The Rho subfamily GTP-binding protein Cdc42 mediates actin cytoskeletal rearrangements and cell cycle progression and is essential for Ras transformation. Expression of a Cdc42 mutant (Cdc42(F28L)) that undergoes spontaneous activation (guanine nucleotide exchange) results in transformation of NIH3T3 fibroblasts. In this report, we show that deletion of residues 120-139 from Cdc42(F28L), which comprise an insert region unique to Rho subfamily proteins but is missing in other GTP-binding proteins, yields a Cdc42 molecule that still undergoes spontaneous GTP-GDP exchange and stimulates both actin cytoskeletal changes and the activation of the cellular targets p21-activated kinase and the c-Jun kinase (JNK1). However, this Cdc42 mutant is unable to transform cells. These findings indicate that the Rho subfamily insert region is dispensable for many of the known signaling pathways initiated by activated Cdc42 but is essential for its regulation of cell growth.

    INTRODUCTION
Top
Abstract
Introduction
Procedures
Results & Discussion
References

Members of the Rho subfamily of GTP-binding proteins act as molecular switches in a variety of biological response pathways including cell polarity, motility, and cell cycle progression (1, 2). Although it was originally thought that the actions of these GTP-binding proteins were confined to changes in the actin cytoskeletal architecture, it has recently become appreciated that they also stimulate cell cycle progression (3). Dominant-active (GTPase-defective) mutants of Rho subfamily proteins have been reported to have varying degrees of transforming activity, and dominant-negative (guanine nucleotide exchange-defective) mutants were shown to block Ras transformation (4-9).
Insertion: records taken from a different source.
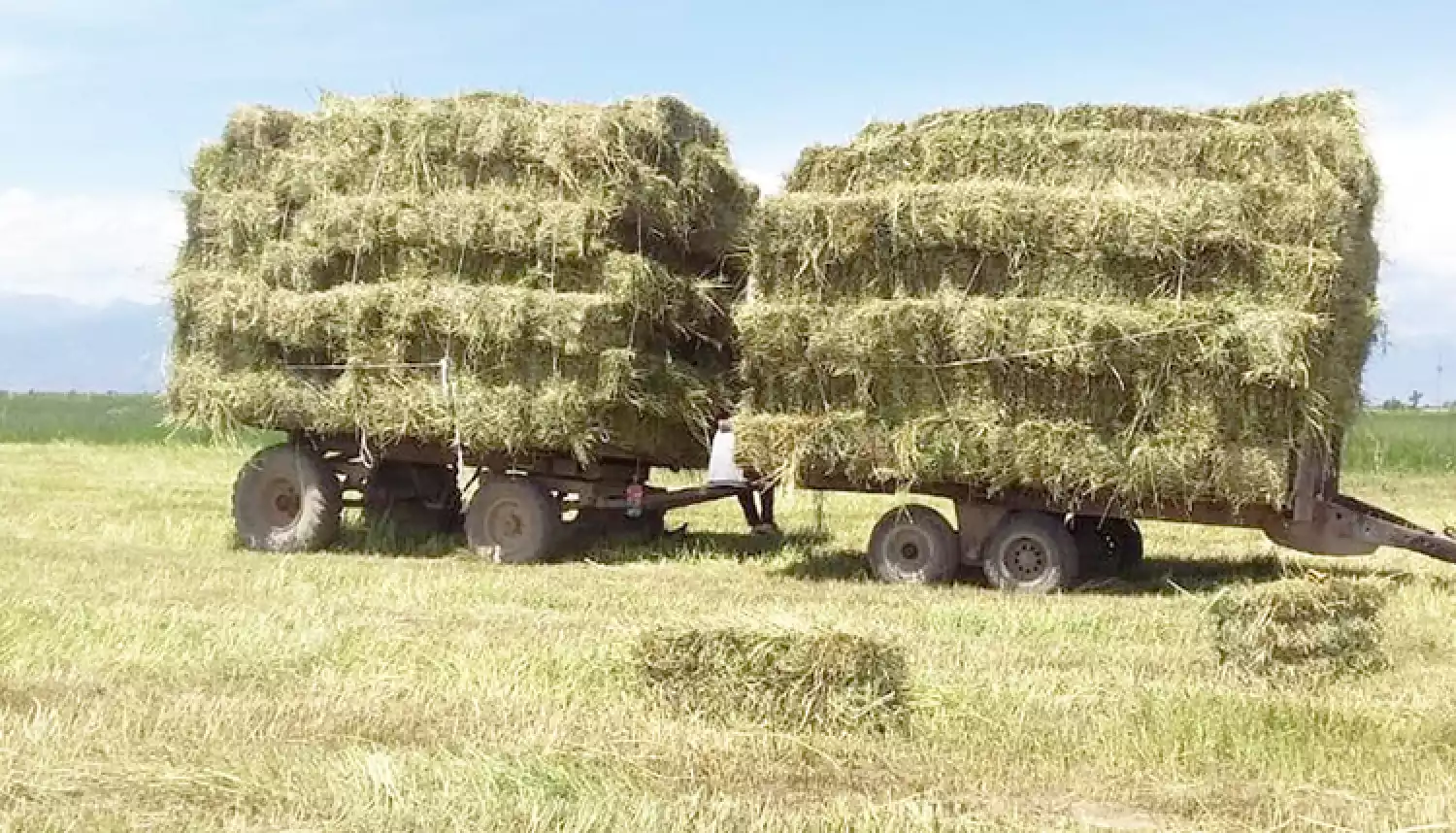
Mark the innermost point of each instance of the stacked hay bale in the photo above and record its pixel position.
(565, 258)
(1138, 303)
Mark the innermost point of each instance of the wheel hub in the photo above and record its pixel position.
(506, 524)
(1027, 559)
(282, 501)
(909, 548)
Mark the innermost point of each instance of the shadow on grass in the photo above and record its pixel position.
(386, 542)
(1168, 577)
(827, 565)
(687, 545)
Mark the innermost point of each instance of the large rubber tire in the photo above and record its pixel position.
(1107, 545)
(287, 500)
(913, 545)
(413, 500)
(1031, 552)
(513, 520)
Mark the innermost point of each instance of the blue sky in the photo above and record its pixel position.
(102, 102)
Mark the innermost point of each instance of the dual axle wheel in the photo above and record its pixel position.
(288, 498)
(1025, 552)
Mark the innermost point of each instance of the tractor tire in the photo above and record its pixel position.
(287, 500)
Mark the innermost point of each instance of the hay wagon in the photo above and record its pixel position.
(523, 509)
(527, 509)
(1027, 542)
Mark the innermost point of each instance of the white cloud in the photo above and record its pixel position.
(22, 61)
(769, 183)
(1417, 226)
(87, 248)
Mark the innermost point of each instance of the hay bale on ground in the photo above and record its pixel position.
(786, 679)
(1138, 305)
(571, 261)
(1301, 629)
Previous studies showed that the interactions of Cdc42 or Rac with one of their primary targets, PAK, was not essential for the ability of these GTP-binding proteins to stimulate cell cycle progression, as assayed by DNA synthesis (3). An important step toward ultimately delineating the signaling cascades that mediate cell cycle progression and cellular transformation by Cdc42 or other Rho subfamily proteins will be to identify specific transformation-defective mutants. Toward this end, we have taken advantage of the recent finding that a Cdc42-point mutant (Cdc42(F28L)), which is able to undergo the spontaneous exchange of GTP for GDP without compromising its GTP hydrolytic activity, transforms NIH3T3 cells (4). This "fast cycling" Cdc42(F28L) mutant more closely mimics the transformation of NIH3T3 cells by the Dbl oncoprotein, a guanine nucleotide exchange factor for Cdc42, than do GTPase-defective Cdc42 mutants. Thus, we have used the Cdc42(F28L) molecule as a background to search for transformation-defective mutants.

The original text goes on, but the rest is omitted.